Terrerobytes: New job, new tune for Jeff Manto

Ken Blaze-USA TODAY Sports

Plus: Curtis Granderson is pushed on Chicago fans, new managers and old logos

After his firing from the White Sox, Jeff Manto landed in his old role, but with a new organization. He'll be the minor-league hitting coordinator for the Baltimore Orioles, which might be the closest thing he has to a homecoming for his journeyman career. He's fondly remembered in Baltimore for a productive 1995 season that accounted for 17 of his 31 career homers -- including four homers in four consecutive at-bats.

In talking about the role, he's just as positive as ever. But he also sounds a little different:

Manto said his four years as a major league coach will help him in this role on the O's farm as he knows what it takes to hit at the big league level.

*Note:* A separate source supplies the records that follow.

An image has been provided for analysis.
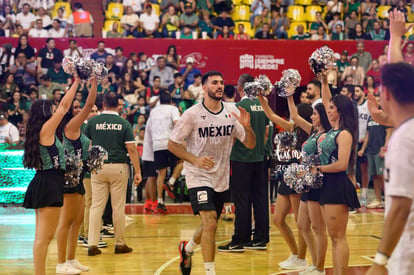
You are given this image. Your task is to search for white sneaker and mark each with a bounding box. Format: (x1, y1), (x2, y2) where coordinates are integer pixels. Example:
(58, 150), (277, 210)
(56, 263), (81, 274)
(279, 254), (298, 267)
(299, 265), (316, 275)
(66, 259), (89, 271)
(279, 256), (308, 270)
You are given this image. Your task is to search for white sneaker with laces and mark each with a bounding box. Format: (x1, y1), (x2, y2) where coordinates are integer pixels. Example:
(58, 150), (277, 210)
(66, 259), (89, 271)
(56, 263), (81, 274)
(279, 256), (308, 270)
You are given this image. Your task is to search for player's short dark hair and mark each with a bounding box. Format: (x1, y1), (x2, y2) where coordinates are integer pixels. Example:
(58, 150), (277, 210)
(308, 79), (322, 90)
(201, 71), (223, 85)
(104, 92), (118, 108)
(381, 62), (414, 105)
(160, 91), (171, 104)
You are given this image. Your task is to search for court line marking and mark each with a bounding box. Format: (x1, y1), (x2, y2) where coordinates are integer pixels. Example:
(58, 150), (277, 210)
(154, 239), (231, 275)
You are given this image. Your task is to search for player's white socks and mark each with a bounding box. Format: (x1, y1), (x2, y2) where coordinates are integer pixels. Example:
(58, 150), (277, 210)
(361, 187), (368, 198)
(204, 262), (216, 275)
(168, 177), (177, 186)
(185, 239), (197, 254)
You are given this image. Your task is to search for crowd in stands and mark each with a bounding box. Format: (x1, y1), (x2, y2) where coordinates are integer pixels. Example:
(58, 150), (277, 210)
(0, 0), (414, 40)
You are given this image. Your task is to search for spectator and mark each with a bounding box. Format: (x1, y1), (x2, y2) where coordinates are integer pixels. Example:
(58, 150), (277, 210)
(0, 111), (19, 145)
(49, 19), (65, 38)
(188, 74), (204, 103)
(234, 23), (251, 40)
(53, 8), (68, 31)
(309, 11), (328, 34)
(254, 23), (274, 39)
(0, 43), (14, 75)
(331, 24), (348, 40)
(106, 21), (123, 38)
(271, 10), (289, 39)
(161, 5), (180, 38)
(139, 3), (160, 38)
(121, 6), (139, 37)
(0, 73), (19, 105)
(47, 60), (72, 89)
(196, 0), (214, 14)
(114, 46), (127, 71)
(122, 0), (145, 14)
(328, 12), (345, 33)
(36, 8), (52, 29)
(68, 2), (93, 37)
(341, 56), (365, 86)
(37, 38), (63, 75)
(163, 45), (180, 70)
(147, 56), (173, 89)
(250, 0), (270, 26)
(63, 39), (83, 57)
(180, 56), (201, 89)
(7, 91), (28, 126)
(39, 75), (64, 99)
(168, 73), (184, 107)
(91, 40), (109, 63)
(0, 5), (16, 32)
(364, 75), (379, 95)
(29, 19), (49, 38)
(198, 9), (214, 38)
(16, 3), (36, 33)
(352, 41), (372, 73)
(311, 26), (330, 40)
(10, 52), (36, 89)
(253, 7), (271, 31)
(160, 0), (181, 13)
(180, 2), (199, 31)
(290, 24), (310, 40)
(138, 52), (155, 80)
(217, 26), (233, 40)
(146, 76), (163, 108)
(367, 59), (381, 86)
(345, 11), (362, 37)
(369, 22), (385, 40)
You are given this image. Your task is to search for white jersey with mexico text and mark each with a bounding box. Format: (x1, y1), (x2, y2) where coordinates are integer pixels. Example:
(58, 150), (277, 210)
(357, 100), (370, 142)
(384, 118), (414, 275)
(142, 118), (154, 162)
(170, 103), (245, 192)
(147, 104), (180, 152)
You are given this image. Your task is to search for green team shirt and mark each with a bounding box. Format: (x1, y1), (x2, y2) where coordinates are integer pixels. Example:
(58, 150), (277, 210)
(85, 111), (135, 163)
(230, 97), (269, 162)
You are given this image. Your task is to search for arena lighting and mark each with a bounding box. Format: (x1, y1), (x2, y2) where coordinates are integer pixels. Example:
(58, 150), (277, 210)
(0, 147), (35, 204)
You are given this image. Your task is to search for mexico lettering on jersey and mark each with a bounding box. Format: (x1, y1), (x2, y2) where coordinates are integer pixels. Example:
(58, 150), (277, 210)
(170, 103), (245, 192)
(358, 100), (370, 142)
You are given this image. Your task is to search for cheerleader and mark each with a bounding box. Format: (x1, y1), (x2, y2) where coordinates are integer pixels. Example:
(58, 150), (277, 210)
(287, 96), (331, 274)
(23, 78), (80, 275)
(56, 78), (97, 274)
(312, 75), (361, 275)
(258, 94), (312, 270)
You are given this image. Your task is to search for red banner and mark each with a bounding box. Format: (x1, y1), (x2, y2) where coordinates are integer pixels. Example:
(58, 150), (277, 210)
(0, 38), (388, 85)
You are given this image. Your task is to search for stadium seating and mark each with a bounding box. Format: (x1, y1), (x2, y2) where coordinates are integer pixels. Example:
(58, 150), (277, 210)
(287, 6), (305, 21)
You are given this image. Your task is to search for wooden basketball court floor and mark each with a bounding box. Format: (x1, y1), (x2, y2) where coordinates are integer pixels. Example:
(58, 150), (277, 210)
(0, 204), (384, 275)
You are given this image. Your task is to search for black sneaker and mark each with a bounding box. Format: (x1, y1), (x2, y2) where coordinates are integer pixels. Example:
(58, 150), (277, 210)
(101, 229), (115, 238)
(217, 242), (244, 253)
(178, 241), (193, 275)
(243, 241), (267, 250)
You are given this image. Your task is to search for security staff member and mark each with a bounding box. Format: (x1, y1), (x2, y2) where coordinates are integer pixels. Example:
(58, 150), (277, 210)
(85, 92), (141, 256)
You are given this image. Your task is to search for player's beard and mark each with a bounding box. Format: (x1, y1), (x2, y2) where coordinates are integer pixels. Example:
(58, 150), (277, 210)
(207, 89), (223, 101)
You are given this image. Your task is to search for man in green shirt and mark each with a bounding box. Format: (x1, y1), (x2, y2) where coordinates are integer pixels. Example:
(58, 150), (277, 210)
(218, 74), (269, 252)
(85, 92), (141, 256)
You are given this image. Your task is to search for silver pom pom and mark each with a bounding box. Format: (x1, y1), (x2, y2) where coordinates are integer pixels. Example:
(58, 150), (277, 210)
(274, 69), (302, 97)
(309, 46), (335, 75)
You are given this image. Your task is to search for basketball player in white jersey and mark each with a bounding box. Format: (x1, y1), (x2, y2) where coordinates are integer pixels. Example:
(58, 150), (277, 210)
(168, 71), (256, 275)
(367, 9), (414, 275)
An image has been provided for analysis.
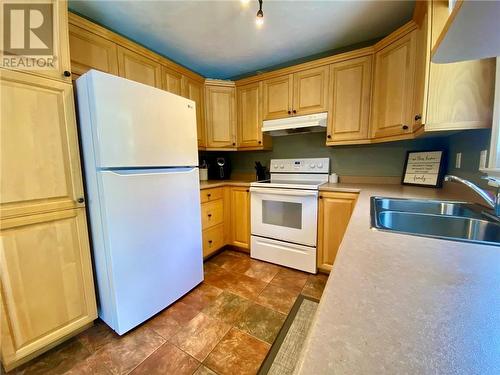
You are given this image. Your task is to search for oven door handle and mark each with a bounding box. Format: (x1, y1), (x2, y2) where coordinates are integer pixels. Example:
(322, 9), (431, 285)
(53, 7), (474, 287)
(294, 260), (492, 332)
(250, 187), (318, 197)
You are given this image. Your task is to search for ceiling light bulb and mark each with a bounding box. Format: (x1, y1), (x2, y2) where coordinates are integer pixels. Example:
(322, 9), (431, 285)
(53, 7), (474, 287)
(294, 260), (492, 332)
(255, 9), (264, 27)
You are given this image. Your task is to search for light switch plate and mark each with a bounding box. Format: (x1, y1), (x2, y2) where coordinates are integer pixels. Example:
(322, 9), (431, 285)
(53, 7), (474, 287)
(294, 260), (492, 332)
(455, 152), (462, 169)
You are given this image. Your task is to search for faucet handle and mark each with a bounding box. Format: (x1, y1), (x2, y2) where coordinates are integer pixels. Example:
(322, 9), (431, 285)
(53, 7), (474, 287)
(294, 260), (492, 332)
(481, 176), (500, 189)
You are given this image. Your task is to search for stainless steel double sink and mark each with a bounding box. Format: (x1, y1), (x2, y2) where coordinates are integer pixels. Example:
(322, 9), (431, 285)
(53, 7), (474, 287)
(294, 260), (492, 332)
(371, 197), (500, 246)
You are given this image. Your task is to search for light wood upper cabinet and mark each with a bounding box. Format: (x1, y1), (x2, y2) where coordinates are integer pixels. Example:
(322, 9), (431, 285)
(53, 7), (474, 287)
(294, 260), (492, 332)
(69, 24), (118, 75)
(0, 210), (97, 368)
(262, 74), (293, 120)
(318, 192), (358, 272)
(292, 66), (329, 115)
(415, 1), (495, 131)
(182, 76), (206, 148)
(6, 0), (71, 83)
(327, 56), (373, 145)
(230, 187), (250, 249)
(371, 31), (416, 138)
(205, 81), (236, 148)
(0, 70), (83, 218)
(236, 82), (272, 149)
(161, 66), (182, 95)
(118, 46), (162, 88)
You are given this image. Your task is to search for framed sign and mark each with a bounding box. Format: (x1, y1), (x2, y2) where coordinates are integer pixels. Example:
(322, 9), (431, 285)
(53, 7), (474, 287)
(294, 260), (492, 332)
(401, 151), (445, 187)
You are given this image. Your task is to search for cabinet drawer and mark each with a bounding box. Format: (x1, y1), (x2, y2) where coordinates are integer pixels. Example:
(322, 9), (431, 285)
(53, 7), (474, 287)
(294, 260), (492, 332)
(203, 224), (224, 257)
(200, 188), (224, 203)
(201, 199), (224, 229)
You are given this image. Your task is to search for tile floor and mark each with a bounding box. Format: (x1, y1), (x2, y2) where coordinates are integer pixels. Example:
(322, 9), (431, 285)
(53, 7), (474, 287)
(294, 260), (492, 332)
(9, 250), (327, 375)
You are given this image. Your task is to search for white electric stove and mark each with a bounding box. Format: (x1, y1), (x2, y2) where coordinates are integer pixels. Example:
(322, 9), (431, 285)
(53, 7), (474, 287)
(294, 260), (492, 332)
(250, 158), (330, 273)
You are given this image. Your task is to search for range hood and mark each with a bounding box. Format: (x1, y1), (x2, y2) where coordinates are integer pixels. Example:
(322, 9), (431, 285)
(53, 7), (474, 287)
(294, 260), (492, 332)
(262, 112), (327, 136)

"The ongoing thing today is being aware of your strike zone," Manto said. "That goes hand-in-hand with on-base percentage. On-base is a by product of your approach.

"We'll get with these players and teach differently at every level. You want kids to be balanced and ready to hit at the lower levels. As they progress and learn the strike zone all the major league things come into play like on-base percentage and situational hitting. It is a process, that is for sure."

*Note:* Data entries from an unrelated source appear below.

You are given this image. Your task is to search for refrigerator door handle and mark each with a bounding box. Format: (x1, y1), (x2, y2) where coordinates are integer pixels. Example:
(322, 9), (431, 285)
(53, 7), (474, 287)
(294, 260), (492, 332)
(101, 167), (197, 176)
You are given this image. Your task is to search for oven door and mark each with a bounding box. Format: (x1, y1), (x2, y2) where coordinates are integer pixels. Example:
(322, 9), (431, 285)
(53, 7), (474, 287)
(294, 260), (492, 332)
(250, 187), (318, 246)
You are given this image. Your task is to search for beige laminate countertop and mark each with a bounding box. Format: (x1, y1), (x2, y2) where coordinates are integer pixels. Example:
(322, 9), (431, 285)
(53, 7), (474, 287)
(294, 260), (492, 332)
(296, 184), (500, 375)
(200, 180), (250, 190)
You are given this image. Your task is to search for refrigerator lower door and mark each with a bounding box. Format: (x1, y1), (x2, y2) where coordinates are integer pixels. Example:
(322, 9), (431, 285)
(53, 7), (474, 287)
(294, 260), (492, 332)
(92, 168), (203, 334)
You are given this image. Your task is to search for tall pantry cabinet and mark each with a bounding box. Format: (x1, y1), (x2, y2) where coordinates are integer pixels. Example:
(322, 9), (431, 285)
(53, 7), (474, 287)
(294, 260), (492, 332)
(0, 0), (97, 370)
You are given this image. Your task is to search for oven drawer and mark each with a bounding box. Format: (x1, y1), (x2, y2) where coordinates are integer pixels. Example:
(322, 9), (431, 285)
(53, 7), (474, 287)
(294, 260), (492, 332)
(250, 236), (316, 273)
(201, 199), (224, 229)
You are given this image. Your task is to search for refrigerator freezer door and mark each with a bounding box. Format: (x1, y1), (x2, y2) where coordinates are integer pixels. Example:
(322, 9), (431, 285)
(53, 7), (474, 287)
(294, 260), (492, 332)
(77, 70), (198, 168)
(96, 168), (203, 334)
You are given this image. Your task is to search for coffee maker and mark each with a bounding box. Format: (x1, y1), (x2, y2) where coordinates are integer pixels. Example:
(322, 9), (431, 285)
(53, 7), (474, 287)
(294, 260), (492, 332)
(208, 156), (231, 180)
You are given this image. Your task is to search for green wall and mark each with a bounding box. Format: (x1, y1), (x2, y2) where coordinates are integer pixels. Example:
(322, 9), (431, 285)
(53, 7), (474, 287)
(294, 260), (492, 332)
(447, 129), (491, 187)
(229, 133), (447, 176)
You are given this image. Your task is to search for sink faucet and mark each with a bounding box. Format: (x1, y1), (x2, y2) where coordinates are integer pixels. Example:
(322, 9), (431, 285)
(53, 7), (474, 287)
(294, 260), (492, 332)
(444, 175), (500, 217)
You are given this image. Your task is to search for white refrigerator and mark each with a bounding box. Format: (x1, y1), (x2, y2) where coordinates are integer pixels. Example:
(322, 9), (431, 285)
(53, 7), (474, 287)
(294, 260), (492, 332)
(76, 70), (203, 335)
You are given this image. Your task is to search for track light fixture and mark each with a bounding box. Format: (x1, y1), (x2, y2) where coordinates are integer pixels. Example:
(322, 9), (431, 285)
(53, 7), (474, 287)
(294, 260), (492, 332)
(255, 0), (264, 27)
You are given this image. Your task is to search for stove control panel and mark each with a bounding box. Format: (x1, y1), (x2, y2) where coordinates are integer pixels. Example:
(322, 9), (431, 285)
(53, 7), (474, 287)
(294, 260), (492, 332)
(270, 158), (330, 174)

He makes "on-base percentage" sound like a buzzword, but considering he's never stressed the stat before, it might sound unnatural. Whatever it is, it's a long way from this:

"Somehow, some way, you have to get to second base," said Manto. "That's why, to me, on-base percentage doesn't mean a lot for an individual player ... I mean, it's great to get on base, but does the player get to second or beyond and score runs? If not, what good is him just getting on base?"

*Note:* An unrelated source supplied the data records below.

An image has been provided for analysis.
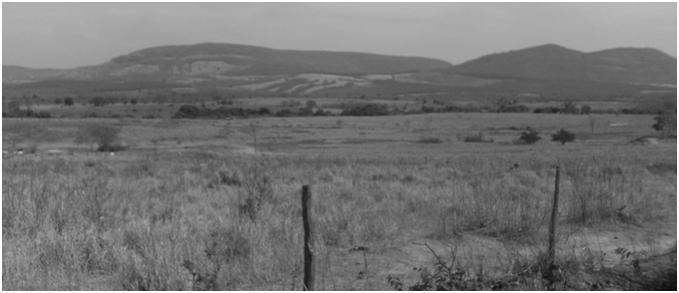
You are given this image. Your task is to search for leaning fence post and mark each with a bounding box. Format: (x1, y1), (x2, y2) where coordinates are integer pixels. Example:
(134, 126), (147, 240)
(547, 165), (559, 289)
(302, 185), (314, 291)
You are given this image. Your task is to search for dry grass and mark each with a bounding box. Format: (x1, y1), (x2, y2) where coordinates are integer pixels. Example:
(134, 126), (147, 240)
(2, 114), (676, 290)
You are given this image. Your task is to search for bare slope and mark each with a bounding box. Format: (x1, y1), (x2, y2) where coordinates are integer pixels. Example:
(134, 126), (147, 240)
(451, 44), (677, 84)
(3, 43), (451, 82)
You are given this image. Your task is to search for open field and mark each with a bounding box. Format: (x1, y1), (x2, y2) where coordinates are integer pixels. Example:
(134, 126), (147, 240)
(2, 113), (677, 290)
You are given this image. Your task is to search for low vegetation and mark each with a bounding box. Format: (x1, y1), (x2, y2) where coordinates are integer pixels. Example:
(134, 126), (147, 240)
(2, 113), (676, 290)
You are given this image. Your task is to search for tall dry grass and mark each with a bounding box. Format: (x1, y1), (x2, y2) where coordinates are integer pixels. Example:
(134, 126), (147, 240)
(2, 148), (676, 290)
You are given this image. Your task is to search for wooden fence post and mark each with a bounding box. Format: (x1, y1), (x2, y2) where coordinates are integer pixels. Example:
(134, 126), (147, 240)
(302, 185), (314, 291)
(547, 165), (559, 290)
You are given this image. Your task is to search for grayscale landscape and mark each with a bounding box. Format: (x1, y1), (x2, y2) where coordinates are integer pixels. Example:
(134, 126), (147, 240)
(2, 3), (677, 291)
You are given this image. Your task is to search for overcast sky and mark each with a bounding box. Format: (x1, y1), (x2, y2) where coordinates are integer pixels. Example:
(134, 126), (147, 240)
(2, 3), (677, 68)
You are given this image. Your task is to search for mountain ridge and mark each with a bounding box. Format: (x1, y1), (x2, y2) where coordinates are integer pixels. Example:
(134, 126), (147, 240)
(448, 44), (677, 84)
(3, 43), (676, 86)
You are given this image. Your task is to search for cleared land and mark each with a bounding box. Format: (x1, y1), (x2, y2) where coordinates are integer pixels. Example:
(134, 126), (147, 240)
(2, 113), (677, 290)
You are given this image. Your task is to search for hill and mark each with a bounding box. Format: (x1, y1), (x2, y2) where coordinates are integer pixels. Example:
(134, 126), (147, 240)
(445, 44), (677, 85)
(3, 43), (451, 82)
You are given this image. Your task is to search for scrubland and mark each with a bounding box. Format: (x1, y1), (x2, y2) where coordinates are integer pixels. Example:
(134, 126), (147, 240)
(2, 114), (677, 290)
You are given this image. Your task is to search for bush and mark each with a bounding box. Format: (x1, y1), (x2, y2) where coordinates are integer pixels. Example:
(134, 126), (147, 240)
(172, 105), (200, 119)
(552, 128), (575, 145)
(463, 132), (493, 142)
(653, 111), (677, 137)
(519, 127), (540, 144)
(341, 104), (389, 116)
(75, 124), (125, 152)
(417, 137), (442, 143)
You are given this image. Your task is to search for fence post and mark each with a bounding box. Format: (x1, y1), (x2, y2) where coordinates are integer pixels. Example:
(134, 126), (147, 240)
(302, 185), (314, 291)
(547, 165), (559, 290)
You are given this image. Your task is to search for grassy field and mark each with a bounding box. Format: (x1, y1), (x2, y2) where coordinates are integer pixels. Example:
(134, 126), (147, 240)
(2, 113), (677, 290)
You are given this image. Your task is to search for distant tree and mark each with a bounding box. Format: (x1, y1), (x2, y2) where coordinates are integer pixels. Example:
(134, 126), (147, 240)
(74, 124), (121, 151)
(552, 128), (575, 145)
(561, 101), (580, 114)
(653, 108), (677, 138)
(589, 116), (596, 133)
(580, 105), (592, 115)
(519, 127), (541, 144)
(173, 105), (201, 119)
(90, 97), (106, 107)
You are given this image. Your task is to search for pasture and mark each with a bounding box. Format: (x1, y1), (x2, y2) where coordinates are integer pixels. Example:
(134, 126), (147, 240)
(2, 113), (677, 290)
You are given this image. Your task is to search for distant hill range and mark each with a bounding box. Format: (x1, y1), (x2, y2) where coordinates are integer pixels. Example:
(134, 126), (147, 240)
(3, 43), (677, 96)
(450, 44), (677, 85)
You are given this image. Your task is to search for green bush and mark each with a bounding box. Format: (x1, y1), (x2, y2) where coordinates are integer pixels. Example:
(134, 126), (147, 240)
(552, 128), (575, 145)
(519, 127), (541, 144)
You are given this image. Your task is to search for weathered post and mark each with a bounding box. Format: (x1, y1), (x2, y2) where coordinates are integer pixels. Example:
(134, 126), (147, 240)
(302, 185), (314, 291)
(547, 165), (559, 290)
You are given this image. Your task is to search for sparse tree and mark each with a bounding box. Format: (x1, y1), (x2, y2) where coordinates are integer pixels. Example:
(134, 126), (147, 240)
(653, 110), (677, 138)
(552, 128), (575, 145)
(74, 124), (120, 151)
(580, 105), (592, 115)
(519, 127), (541, 144)
(561, 101), (580, 114)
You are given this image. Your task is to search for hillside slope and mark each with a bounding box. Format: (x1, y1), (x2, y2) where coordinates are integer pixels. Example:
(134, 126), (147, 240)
(3, 43), (451, 82)
(446, 44), (677, 84)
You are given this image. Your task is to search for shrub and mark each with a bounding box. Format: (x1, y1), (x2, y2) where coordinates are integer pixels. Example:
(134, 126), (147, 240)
(463, 132), (493, 142)
(519, 127), (540, 144)
(172, 105), (200, 119)
(552, 128), (575, 145)
(341, 104), (389, 116)
(653, 111), (677, 137)
(75, 124), (124, 152)
(417, 137), (442, 143)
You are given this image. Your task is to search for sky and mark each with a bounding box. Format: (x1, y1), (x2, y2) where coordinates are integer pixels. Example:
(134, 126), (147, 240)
(2, 2), (677, 68)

It sounds like he's taking lessons from his Chicago tenure. Whether he's revisited his philosophy, or merely knows what to say to the media is impossible to discern, but something changed.

Terrerobytes

This probably would have been a better interview had Curtis Granderson not received a qualifying offer from the Yankees. He's great on TV, but after a while, you realize that's probably the biggest reason why Chuck Garfien wants Granderson to land with one of the two Chicago teams so badly. Baseball reasons make far less sense by comparison.

Couple managerial updates: The Mariners hired Lloyd McClendon to replace Eric Wedge, and the Cubs settled on Rick Renteria to take Dale Sveum's old post.

The Renteria hire seems like a rational choice, but I wonder about Theo Epstein, though. Going back to Boston days, there's a long history of drama and conflicting information around significant decisions. In this case, multiple reports said they were waiting for the World Series to end so they could interview Boston bench coach Torey Lovullo. Then it was said the Red Sox denied the Cubs permission due to the weird negotiations (see?) that resulted in Epstein coming to the Cubs. Now Peter Gammons said the Cubs never contacted the Red Sox about Lovullo at all.

Maybe it's because he's joined two teams with their own unique ecosystems, or maybe he has enough enemies springing these leaks to make him look confused, but a disproportionate amount of his acquisitions need the lint to be picked off them. It's not like the White Sox make all of their decisions with impeccable clarity, but the confusion and conjecture seldom takes place during the process.

The White Sox usually make an appearance on any list of logos or uniforms, but they're clear of scorn on this one, which mainly sticks to early drafts. The paragraph accompanying the Cubs' 1908 logo is one of the better things I've read recently.

Athletics Nation -- and SB Nation by extension -- turned 10 on Wednesday, and Billy Beane offers his congratulations in a video tribute. It's richly deserved. Blez is good people.

Rob Neyer watched an Arizona Fall League game that featured four challenges, and his initial review is mixed, although it sounds like it could be worse. The umpires did get all four calls right the first time, which is a reminder that they are pretty good at their jobs, all things considered.

I've occasionally heard about how the MLB schedule was put together by a husband-and-wife team, but I never really looked into how that happened. Now I don't have to, because ESPN Films put together this terrific 12-minute short.